Captain Theodore F. Jewett

From her grandfather, Captain Theodore F. Jewett, Sarah would have heard stories of life at sea. Theodore F. Jewett ran away to sea when he was just a boy. As an adult, he became a sea captain, sailing ships laden with timber and other exports, likely fish, to the West Indies, where the crew unloaded cargo and loaded on rum and molasses—items directly involved with the trafficking of enslaved people. Assisted by his brother Thomas, Captain Jewett was involved in shipbuilding and  opened a mercantile in town, selling West Indies goods such as molasses, sugar, coffee, and cocoa.

Captain Jewett and his brother Thomas Jewett became the wealthiest men in South Berwick. In 1819, Captain Jewett rented the house on the corner lot in South Berwick—the largest and grandest house in the middle of town—and by 1831, he owned the house.

In the house, a Georgian manse built some fifty years prior, Captain Jewett had a desk—the same desk at which Sarah Orne Jewett would later write—on the second-floor hallway. From there, he could look out onto the town and to his mercantile store.

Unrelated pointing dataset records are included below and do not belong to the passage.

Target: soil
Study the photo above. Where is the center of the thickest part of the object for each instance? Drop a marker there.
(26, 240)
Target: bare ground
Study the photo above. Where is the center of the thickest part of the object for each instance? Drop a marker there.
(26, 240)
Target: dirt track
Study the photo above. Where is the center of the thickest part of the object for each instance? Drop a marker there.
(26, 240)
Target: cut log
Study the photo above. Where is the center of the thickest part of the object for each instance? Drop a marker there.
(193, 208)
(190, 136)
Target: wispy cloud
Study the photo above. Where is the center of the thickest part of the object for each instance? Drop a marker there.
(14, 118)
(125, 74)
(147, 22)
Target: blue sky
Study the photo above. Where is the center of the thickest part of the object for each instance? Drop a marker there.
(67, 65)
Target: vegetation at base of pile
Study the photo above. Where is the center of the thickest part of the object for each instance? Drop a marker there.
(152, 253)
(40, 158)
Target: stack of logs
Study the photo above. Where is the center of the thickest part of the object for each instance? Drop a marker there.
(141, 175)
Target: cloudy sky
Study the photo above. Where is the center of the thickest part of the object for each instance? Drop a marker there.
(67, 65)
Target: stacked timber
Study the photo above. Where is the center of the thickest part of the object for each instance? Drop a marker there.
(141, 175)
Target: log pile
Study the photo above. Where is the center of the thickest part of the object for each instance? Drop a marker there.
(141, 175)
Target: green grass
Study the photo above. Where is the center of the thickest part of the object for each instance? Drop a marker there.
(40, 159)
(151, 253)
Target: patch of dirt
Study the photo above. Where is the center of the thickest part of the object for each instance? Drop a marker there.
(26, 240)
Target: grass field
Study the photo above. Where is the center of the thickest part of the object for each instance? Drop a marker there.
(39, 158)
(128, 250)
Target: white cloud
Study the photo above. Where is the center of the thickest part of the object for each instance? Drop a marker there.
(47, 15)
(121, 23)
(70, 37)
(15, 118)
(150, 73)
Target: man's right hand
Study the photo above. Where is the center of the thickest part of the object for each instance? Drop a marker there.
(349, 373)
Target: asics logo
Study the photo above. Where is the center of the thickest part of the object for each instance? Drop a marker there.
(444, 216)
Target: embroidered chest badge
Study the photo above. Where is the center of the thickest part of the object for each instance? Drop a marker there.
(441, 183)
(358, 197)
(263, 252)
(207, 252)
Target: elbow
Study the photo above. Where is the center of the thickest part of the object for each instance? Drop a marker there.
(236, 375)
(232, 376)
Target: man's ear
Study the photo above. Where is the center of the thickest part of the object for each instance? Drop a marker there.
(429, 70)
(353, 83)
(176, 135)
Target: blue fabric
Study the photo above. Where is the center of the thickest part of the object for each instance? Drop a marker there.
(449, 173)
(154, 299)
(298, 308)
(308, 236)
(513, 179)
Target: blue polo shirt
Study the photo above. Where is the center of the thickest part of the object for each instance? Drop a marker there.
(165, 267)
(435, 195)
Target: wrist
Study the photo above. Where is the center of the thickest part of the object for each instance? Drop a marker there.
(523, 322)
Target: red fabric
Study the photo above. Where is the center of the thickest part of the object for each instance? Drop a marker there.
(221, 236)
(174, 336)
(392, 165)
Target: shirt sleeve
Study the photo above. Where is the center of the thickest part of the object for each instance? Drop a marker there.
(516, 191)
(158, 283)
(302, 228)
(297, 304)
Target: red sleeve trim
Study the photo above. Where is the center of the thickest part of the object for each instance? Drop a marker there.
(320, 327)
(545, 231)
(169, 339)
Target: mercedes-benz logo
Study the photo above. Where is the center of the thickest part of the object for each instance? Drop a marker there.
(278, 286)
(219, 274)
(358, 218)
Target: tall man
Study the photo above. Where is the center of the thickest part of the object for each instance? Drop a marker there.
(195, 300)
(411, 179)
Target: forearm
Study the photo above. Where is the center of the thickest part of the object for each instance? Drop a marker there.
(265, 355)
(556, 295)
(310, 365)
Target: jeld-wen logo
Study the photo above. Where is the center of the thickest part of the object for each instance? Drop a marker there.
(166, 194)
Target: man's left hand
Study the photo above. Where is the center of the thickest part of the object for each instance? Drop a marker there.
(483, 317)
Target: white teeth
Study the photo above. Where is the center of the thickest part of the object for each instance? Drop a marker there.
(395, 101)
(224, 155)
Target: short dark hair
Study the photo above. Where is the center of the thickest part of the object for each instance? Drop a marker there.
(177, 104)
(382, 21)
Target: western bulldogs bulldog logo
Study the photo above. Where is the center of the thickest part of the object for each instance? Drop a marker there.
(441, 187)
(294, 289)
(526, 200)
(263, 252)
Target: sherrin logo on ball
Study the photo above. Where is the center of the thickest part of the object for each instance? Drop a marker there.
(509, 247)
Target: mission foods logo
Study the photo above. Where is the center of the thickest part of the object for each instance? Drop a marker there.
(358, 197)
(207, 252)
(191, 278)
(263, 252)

Captain Jewett married four times. Wife Sarah Orne Jewett, for whom the author was named, died at twenty-five. His second wife Olive Walker, the daughter of a sea captain, died at thirty-two. His third wife, Mary Rice Jewett, of whom Sarah’s sister is the namesake lived until 1854. She was the first of the grandfather’s wives whom Sarah knew, and to Sarah, she was quite intimidating. Captain Jewett married a fourth time, to Eliza Sleeper Jewett, his brother Nathan’s widow. Eliza survived Captain Jewett, living to Sarah’s young adulthood. With grandmother Eliza, Sarah found a friend and a font of stories.